The idea of having my baby whisked away from me after the surgery that brought her into the world was devastating to me. I knew that this could not be right. I had carried this baby for nine months and they were going to show her to me over a drape and then take her away. How could this be healthy for the infant and the child?

Obviously, allowing skin-to-skin contact is not an insurmountable request. The obstetrician that I switched to at 28 weeks was Dr. Hartung of Hudson Hospital. He did not hesitate to honor my wishes. He ended up being my greatest advocate and allowing me to get my birthing desires met.

I want to thank Nurse Jessica and Dr. Hartung for providing me with the best birth possible with my cesarean and for helping me get the skin-to-skin contact with my baby that I so desired.

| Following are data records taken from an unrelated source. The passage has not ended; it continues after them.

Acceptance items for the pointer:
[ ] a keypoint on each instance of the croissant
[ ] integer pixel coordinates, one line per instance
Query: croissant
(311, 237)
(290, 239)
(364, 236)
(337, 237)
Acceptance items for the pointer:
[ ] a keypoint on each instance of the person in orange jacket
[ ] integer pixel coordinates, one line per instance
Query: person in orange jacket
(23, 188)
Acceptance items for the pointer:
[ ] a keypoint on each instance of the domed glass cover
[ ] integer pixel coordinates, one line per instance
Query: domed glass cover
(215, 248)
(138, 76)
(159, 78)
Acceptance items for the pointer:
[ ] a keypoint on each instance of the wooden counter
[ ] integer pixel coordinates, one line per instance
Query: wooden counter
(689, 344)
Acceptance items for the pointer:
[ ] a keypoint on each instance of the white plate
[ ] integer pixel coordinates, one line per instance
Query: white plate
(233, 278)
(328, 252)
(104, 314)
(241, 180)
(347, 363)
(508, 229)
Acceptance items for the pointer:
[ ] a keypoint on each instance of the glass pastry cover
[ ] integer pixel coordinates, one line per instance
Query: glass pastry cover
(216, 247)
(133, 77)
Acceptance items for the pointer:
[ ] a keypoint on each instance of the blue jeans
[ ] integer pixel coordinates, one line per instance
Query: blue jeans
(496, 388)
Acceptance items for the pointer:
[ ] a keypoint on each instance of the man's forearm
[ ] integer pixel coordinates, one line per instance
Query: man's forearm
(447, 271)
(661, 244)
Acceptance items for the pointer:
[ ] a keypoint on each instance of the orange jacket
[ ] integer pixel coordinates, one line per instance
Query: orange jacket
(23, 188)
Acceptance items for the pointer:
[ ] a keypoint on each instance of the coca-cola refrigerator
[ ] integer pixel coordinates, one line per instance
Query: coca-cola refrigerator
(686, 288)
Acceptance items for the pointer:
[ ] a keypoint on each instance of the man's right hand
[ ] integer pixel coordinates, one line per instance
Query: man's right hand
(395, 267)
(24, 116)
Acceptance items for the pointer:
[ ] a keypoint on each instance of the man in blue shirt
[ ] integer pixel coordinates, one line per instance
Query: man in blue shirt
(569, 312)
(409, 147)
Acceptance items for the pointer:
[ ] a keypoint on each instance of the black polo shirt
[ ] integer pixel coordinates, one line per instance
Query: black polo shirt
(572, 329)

In the meantime, if you are planning a C-section, ask about the possibility of skin-to-skin contact. If the doctor refuses, stand your ground. If the doctor continues to resist, call other hospitals and find a doctor that will honor your wishes.

And, of course, remember that most births do not go as one plans. Even in cases where skin-to-skin contact doesn’t occur due to uncontrollable circumstances, the baby will still thrive and bond with his or her mother. And just because one doesn’t have skin-to-skin contact right away does not mean that breastfeeding isn’t possible. What in theory is the BEST for our baby doesn’t always match with the reality of mothering. We can only take what we know to be best and do with that what we can.

Things to Think About:

As a society, how can we advocate for change among OB’s such that they are open and willing to the idea and practive of skin-to-skin contact even in the case a planned or unplanned C-section?

How can mothers advocate for themselves with OB care such that they can get the type of birth experience that they desire?

How can we be proactive in attempting to create change at the hospital level?

What can we do in our own community to educate OB’s and hospitals about the importance keeping babies united with their mothers especially during the first few hours following birth?